5 Exercises You Can Do While Recovering

While strenuous exercise can be a bad idea when recovering from a serious illness, most professionals recommend doing some form of exercise to better build heart health as well as your immune system. Below are 5 exercises that you can do while still recovering. 

1. Walking

The most obvious exercise is simply walking. Walking just a few times a day for around 15 minutes or so is extremely great for your heart health and overall mood. Walking from a cardiovascular perspective can reduce the incidence of heart attack and stroke, improve cholesterol, lower blood pressure. It even has some effects of reducing cancer as well as improving cognition and memory. Some call walking “nature’s best medicine” and we can certainly see why!

Girl at home doing yoga
Yoga Helps Physically and Mentally

2. Yoga

Arguably the most important factor of Yoga is clearing the mind, which is one of the highly overlooked keys when it comes to recovery. As you learn more and more of the poses, pay attention to your strengths and weaknesses of how your body responds to these specific poses. While yoga can have the appearance of looking easy to do, be aware that some poses can be extremely difficult. So go at your own pace and take breaks if high fatigue starts to sets in.

3. Full Body Weightlifting

The virus can be especially hard on avid weightlifters that frequent the gym on a weekly basis. As we all know, gyms can get extremely busy and full of people so the risk is definitely higher in a gym environment. The best way to stay disciplined while recovering is to create some kind of home gym so that you have limited contact with people. When starting to work out with weights again you will need to really pay attention to your body to ensure you are training at the right level. You can take walking to the next level by doing the following workouts. Start with smaller weights until you are full recovered.

Farmer’s Walk

This exercise is completed by holding dumbbells in each hand and allowing your arms to sit on each side of your body. This is a great exercise to add another level of difficulty to your walks or increase grip strength. 

4. Upper Body Weighted Workouts

Dumbbell Row

This movement can be a little more difficult, but first, you will need to start with a slightly bent back and knees. The dumbbells will rest straight down and you will perform this exercise by pulling the dumbbell upwards, bending your elbow, and pulling your upper arm backward. You will pull the dumbbell as close to your abdominals as possible without rotating your torso. Once you lower these weights back down this completes one repetition. This exercise helps work your back and arms. 

Dumbbell Curl To Press

This exercise targets your biceps and shoulders by first holding dumbbells at each side and curling the dumbbells to your shoulders. Press the dumbbells overhead, lower them to your shoulders, and reverse curl back to the original position. 
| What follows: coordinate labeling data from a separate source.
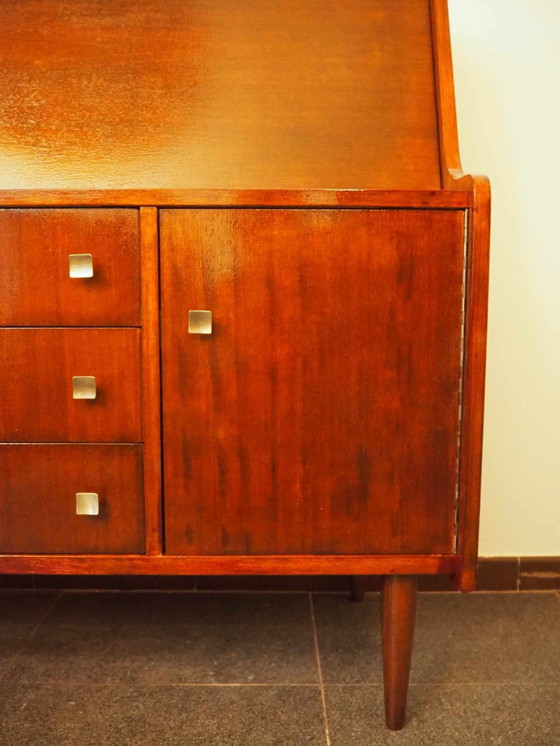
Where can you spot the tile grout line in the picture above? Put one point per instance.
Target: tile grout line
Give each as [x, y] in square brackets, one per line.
[319, 670]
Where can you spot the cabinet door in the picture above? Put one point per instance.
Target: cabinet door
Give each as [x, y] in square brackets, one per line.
[321, 414]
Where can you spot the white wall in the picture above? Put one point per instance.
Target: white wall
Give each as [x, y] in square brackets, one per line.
[507, 76]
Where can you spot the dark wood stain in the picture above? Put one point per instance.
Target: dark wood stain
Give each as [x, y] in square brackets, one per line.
[38, 506]
[323, 472]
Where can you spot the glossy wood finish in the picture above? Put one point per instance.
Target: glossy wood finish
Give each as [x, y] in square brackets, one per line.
[474, 377]
[398, 617]
[35, 287]
[322, 413]
[439, 198]
[213, 93]
[231, 565]
[36, 370]
[38, 504]
[151, 384]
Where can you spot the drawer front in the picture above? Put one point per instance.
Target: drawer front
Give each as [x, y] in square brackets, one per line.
[38, 500]
[36, 288]
[37, 371]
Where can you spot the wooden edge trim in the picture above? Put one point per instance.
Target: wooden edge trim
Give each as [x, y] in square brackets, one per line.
[474, 376]
[151, 408]
[452, 176]
[236, 198]
[213, 565]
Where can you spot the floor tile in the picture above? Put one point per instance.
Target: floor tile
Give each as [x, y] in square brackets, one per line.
[349, 639]
[462, 715]
[175, 639]
[162, 716]
[20, 613]
[487, 637]
[475, 638]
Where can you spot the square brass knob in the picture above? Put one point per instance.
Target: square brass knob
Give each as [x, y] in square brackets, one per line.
[84, 387]
[80, 265]
[87, 503]
[200, 322]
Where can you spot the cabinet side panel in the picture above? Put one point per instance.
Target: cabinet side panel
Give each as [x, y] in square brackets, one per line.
[321, 414]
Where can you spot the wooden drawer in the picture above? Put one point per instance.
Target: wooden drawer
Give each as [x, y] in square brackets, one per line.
[35, 284]
[38, 499]
[37, 367]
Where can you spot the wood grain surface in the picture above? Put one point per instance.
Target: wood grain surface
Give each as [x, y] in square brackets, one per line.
[36, 371]
[38, 503]
[218, 94]
[398, 619]
[35, 286]
[322, 413]
[229, 565]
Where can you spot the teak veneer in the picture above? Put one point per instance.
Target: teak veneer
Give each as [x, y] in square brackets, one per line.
[293, 168]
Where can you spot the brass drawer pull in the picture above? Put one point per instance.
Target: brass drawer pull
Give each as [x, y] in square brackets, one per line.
[87, 503]
[84, 387]
[80, 265]
[200, 322]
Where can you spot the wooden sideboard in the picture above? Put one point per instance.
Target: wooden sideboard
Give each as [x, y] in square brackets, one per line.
[243, 296]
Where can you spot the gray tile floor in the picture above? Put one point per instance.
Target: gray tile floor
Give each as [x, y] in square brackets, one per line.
[272, 669]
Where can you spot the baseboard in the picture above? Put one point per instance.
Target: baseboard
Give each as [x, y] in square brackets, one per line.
[494, 574]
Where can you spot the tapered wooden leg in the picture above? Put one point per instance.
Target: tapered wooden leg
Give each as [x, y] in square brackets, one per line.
[399, 612]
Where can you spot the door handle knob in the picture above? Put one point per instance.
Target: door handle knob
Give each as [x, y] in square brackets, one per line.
[87, 503]
[200, 322]
[80, 265]
[84, 387]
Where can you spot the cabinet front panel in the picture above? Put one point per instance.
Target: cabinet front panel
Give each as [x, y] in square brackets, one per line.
[41, 248]
[70, 385]
[44, 486]
[321, 413]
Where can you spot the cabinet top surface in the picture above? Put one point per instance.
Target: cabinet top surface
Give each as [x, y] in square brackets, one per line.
[214, 94]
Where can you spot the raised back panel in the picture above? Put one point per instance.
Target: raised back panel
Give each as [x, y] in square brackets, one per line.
[217, 94]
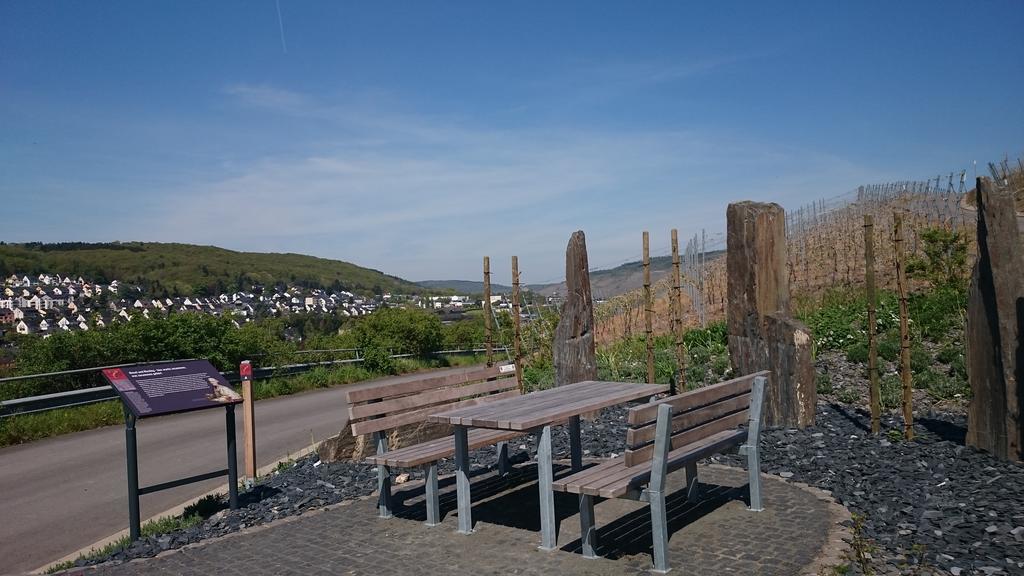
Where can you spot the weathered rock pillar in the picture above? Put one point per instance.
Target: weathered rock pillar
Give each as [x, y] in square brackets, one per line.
[573, 352]
[994, 324]
[762, 334]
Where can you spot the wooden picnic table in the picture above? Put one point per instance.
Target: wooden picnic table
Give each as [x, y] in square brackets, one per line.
[536, 412]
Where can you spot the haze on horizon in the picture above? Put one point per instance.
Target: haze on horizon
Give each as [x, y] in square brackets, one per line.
[416, 139]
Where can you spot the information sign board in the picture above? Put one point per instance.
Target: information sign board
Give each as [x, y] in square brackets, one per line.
[154, 389]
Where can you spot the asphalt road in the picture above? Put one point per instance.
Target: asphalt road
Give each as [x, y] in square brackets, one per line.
[60, 494]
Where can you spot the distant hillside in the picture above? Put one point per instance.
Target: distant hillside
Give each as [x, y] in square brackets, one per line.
[185, 269]
[610, 283]
[464, 286]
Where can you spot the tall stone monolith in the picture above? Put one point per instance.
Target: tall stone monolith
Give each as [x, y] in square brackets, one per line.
[994, 325]
[762, 333]
[573, 352]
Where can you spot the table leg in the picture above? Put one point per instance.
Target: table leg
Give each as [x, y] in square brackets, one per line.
[546, 477]
[462, 480]
[576, 445]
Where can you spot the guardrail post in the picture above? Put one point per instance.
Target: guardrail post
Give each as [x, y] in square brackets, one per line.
[131, 451]
[248, 418]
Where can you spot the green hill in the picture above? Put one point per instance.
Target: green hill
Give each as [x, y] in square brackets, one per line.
[612, 282]
[464, 286]
[185, 269]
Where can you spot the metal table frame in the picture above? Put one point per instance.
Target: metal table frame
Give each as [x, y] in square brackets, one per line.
[544, 459]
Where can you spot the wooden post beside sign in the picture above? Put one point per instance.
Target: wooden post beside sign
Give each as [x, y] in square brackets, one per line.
[248, 415]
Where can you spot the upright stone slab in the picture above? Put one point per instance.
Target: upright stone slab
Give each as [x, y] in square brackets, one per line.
[762, 334]
[994, 325]
[573, 353]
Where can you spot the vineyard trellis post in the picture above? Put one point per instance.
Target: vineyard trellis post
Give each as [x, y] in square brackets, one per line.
[487, 336]
[516, 323]
[904, 326]
[648, 311]
[872, 344]
[677, 298]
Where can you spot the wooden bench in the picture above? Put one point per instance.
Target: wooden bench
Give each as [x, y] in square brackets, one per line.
[668, 435]
[378, 409]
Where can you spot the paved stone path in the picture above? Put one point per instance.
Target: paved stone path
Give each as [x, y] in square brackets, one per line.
[716, 536]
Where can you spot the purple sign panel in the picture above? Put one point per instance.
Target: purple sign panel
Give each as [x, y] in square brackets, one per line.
[153, 389]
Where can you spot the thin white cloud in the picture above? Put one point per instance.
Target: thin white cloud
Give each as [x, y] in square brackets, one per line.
[425, 198]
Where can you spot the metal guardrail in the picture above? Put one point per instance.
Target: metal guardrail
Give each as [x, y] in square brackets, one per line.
[43, 403]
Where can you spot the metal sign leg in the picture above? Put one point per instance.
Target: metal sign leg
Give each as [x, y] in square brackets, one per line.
[232, 461]
[131, 451]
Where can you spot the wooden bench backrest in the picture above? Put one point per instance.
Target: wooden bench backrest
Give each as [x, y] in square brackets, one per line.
[386, 406]
[696, 414]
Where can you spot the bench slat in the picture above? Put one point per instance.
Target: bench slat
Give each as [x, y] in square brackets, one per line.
[613, 479]
[693, 399]
[636, 438]
[688, 454]
[411, 456]
[428, 398]
[420, 384]
[634, 457]
[387, 422]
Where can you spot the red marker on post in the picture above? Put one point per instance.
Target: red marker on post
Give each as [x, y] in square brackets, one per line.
[249, 413]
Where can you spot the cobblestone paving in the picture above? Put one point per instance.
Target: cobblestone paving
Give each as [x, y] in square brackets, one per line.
[715, 536]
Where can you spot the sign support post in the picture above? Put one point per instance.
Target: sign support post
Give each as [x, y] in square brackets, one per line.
[168, 388]
[248, 418]
[232, 461]
[131, 448]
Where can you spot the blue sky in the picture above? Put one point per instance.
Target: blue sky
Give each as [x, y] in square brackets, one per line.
[417, 137]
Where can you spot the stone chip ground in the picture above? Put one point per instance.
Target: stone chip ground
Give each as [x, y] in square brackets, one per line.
[715, 536]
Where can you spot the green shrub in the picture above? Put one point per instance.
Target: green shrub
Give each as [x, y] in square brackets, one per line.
[936, 313]
[957, 368]
[892, 392]
[942, 386]
[378, 360]
[948, 353]
[848, 396]
[699, 355]
[714, 335]
[921, 360]
[823, 382]
[538, 377]
[720, 365]
[857, 352]
[889, 346]
[944, 262]
[695, 374]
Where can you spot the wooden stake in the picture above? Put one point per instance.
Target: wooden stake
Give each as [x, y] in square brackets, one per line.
[648, 307]
[677, 298]
[904, 329]
[248, 418]
[487, 337]
[872, 344]
[515, 322]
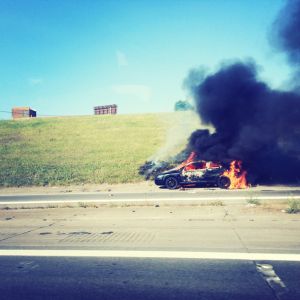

5. Lower Body Weighted Workouts

RDL (Romanian Deadlift)

Targeting your hamstrings, RDL’s are known as one of the most effective workouts. Get your feet shoulder-width apart and keep your back straight with a slight bend in your knees. To start this movement, you will need to push the hips back as far as possible while keeping a slight bend in your knees when lowering the weight. You should feel a nice stretch in your hamstrings if done correctly.

Goblet Squat

Lastly the goblet squat is a great quadriceps exercise where you keep your feet shoulder-width apart and hold a dumbbell directly in front of the chest. Your elbows need to be facing inward while your palms are holding up one end of the dumbbell. Your back will need to be straight while lowering into a squat. Continue lowering your body until it is parallel to the floor and return to your original position. 


These 5 forms of exercise are extremely effective in helping to maintain your health in your recovery. As always, be sure to not overexert yourself until your health is fully back to normal.